A tech firm operating under the Hong Kong Smart Government Innovation Lab announced that it has launched a new solution that is now ready to be acquired by companies and institutions.
SOLUTION – DIGITAL BUSINESS PORTAL
The Digital Business Portal (“the Portal”) is an integrated knowledge solution designed to be used in tax, legal, and compliance matters. The platform can act as an online one-stop solution for internal knowledge sharing and support the daily operational needs of different departments within the HKSAR government.
There are three modules in the Portal, and the Learning Module is one of them. Through this module, users can access online learning videos that cover various professional business topics such as tax and legal updates to keep the staff and relevant individuals with up-to-date business knowledge.
A customised, secured training program can also be tailor-made for every Government department’s specific request and be provided via the Portal.
In addition to the Learning Module, there are two other modules in the solution that are commonly used by the users and could also be used by the government for their daily work.
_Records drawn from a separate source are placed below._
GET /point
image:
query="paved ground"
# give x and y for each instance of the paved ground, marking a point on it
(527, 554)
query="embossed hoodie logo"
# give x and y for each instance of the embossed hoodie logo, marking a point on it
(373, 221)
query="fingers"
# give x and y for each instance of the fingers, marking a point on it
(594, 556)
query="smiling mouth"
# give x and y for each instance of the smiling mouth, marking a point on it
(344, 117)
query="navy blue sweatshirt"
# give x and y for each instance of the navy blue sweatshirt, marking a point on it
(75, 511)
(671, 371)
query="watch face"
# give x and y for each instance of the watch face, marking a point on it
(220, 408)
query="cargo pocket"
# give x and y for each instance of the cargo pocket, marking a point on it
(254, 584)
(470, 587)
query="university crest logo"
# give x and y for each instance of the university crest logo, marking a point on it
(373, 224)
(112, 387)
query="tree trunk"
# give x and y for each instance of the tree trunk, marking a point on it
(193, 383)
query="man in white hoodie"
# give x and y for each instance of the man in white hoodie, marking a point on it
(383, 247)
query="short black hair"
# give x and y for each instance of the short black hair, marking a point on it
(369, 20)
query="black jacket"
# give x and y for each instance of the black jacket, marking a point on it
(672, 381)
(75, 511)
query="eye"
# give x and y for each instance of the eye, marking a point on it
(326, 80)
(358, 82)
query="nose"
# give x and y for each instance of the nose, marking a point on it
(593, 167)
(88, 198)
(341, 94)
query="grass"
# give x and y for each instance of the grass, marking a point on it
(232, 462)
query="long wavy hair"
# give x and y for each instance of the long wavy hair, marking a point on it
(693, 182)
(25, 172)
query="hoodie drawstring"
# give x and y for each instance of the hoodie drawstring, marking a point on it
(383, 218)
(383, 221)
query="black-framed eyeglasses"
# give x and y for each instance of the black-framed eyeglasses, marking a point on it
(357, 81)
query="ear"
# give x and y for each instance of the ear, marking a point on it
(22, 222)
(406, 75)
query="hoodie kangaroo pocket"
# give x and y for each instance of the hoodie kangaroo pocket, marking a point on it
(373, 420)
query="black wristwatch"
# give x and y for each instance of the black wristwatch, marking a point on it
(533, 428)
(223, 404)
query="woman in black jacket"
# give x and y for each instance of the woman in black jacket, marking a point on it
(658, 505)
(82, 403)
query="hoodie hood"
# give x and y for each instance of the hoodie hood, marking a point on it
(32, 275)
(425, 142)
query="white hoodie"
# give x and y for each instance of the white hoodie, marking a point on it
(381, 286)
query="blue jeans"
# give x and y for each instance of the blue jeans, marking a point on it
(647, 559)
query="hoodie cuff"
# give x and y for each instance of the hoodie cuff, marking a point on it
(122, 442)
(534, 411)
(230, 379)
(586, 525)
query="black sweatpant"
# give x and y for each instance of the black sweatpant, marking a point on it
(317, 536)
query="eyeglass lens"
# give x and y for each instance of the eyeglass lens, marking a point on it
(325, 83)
These include:
- Compliance Tool Module – provides Hong Kong tax compliance, company secretarial, and legal templates for general business use or to support staff with day-to-day operations.
- Business Information Module – provides useful information for Government departments that regularly interact with corporations
The solution was developed to be applied in the areas of Broadcasting, City Management, Climate and Weather, Commerce and Industry, Development, Education, Employment and Labour, Environment, Finance, Food, Health, Housing, Infrastructure, Law and Security, Population, Recreation and Culture, Social Welfare as well as Transport.
The solution uses the latest in Low Code Development Platform.
The Portal’s learning module was used to successfully deliver an end-to-end training programme equipped with online video playback and FAQ to facilitate the relevant business users in conducting their daily work and receive updated professional training materials.
To facilitate staff’s daily work, the company has developed a set of FAQs and the FAQs will be uploaded to the Portal. It enables the staff to locate the right answers much faster and much easier for them to refer to the answers prepared.
The Portal’s virtual training facility is particularly useful as employees may be under flexible work arrangements and stationed in multiple locations. It can also be used for further use and revision. This could largely increase the efficiency of their daily work.
It is crucial to keep the knowledge up to date. The company has provided comprehensive onsite and online training to the staff, offering business and professional knowledge-sharing over a wide range of topics including legal, tax, cybersecurity, industry updates, etc.
The firm believes that their professional knowledge can also be shared with other Government departments via the Portal. The company offer both tailor-made training courses for a particular topic and general courses available on the Portal.
About the Smart Government Innovation Lab
In 2018, the Government established the Smart Government Innovation Lab to explore hi-tech products such as AI and relevant technologies, including machine learning, big data analytics, cognitive systems and intelligent agent, as well as blockchain and robotics from firms, especially local start-ups.
The Lab is always on the lookout for innovation and technology (I&T) solutions that are conducive to enhancing public services or their operational effectiveness. I&T suppliers are encouraged to regularly visit the Lab’s website to check on the current business and operational needs in public service delivery and propose innovative solutions or product suggestions to address them.